Other related work—CDC research showing vaccine effectiveness, safety summaries on long-studied ingredients—met a similar fate. Delayed. Scrapped. Swept under the rug.

Let’s not pretend this is normal.

This isn’t a debate over messy data.
Or a flawed study getting corrected before publication.
This is the federal government blocking its own scientists from publishing research that reinforces the safety of widely used vaccines.

The official FDA explanation is that the conclusions were “too broad for the data”.

But when the outcome of that standard is consistently the same—when supportive data gets slowed down, softened, or buried—it stops looking like scientific rigor and starts looking like something else.

Call it what you want. To me, it looks like government censorship.

And that’s where I get stuck.

I don’t understand what the upside is.

I’m serious.

Strip away the politics, the personalities, the Twitter discourse—what does anyone actually gain from this?

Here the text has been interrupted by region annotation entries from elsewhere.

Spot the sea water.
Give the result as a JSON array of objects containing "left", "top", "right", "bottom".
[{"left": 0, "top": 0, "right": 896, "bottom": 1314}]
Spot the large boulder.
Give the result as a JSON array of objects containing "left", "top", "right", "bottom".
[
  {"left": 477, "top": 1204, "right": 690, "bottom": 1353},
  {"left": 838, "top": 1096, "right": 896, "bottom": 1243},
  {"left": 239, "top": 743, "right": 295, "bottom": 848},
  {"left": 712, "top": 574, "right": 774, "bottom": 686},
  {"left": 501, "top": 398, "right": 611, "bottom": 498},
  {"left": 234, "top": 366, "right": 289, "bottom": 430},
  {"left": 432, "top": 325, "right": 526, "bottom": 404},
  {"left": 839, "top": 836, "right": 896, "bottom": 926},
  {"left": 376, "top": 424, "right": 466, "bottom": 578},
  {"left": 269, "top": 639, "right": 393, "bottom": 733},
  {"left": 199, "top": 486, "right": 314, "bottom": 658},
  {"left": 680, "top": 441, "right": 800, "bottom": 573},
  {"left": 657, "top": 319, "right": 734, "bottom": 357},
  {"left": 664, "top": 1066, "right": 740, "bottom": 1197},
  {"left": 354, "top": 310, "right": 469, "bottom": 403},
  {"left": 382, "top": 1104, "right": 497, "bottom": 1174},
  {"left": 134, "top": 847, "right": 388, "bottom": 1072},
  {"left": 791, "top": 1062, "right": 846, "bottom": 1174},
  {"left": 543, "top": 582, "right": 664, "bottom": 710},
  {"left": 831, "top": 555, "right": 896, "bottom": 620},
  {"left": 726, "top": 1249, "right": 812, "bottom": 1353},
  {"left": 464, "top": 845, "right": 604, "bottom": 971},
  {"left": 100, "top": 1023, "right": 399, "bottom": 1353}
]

Whether or not I agree with Trump’s administration and their decisions, it is usually pretty easy to understand why they are made. Everything is a transaction to the administration, and it’s never difficult to figure out what their end of the transaction is. But this I just can’t figure out.

If the vaccines are safe—and all available data still says they are—then publishing that data should be the easiest win imaginable. It reassures the public. It strengthens confidence. It reinforces the credibility of the agencies involved.

It even gives a big win to the drug companies that Trump has spent so much time buddying up with over the past year.

Instead, we’re doing the opposite.

We’re creating an environment where the government appears to be hiding information that confirms safety… while simultaneously claiming to protect the public.

That doesn’t add up.

I’ve tried to follow the logic here, and I can’t.

This administration has positioned itself as skeptical of vaccines, skeptical of pharma, skeptical of the entire medical establishment. Fine. You can have that view. Healthy skepticism has a place in science.

But skepticism is supposed to lead you toward better evidence.

Not away from it.

At the same time they are pulling this bullsh*t, they are legalizing peptides without any evidence whatsoever, influencing drug approvals, and removing bans on flavored vapes we know are awful for you.

If anything, you would think an administration that prides itself on “questioning the system” would jump at the chance to publish its own internal data and say:

“Look. We checked. Here are the numbers. Decide for yourself.”

Instead, we’re watching that data get buried.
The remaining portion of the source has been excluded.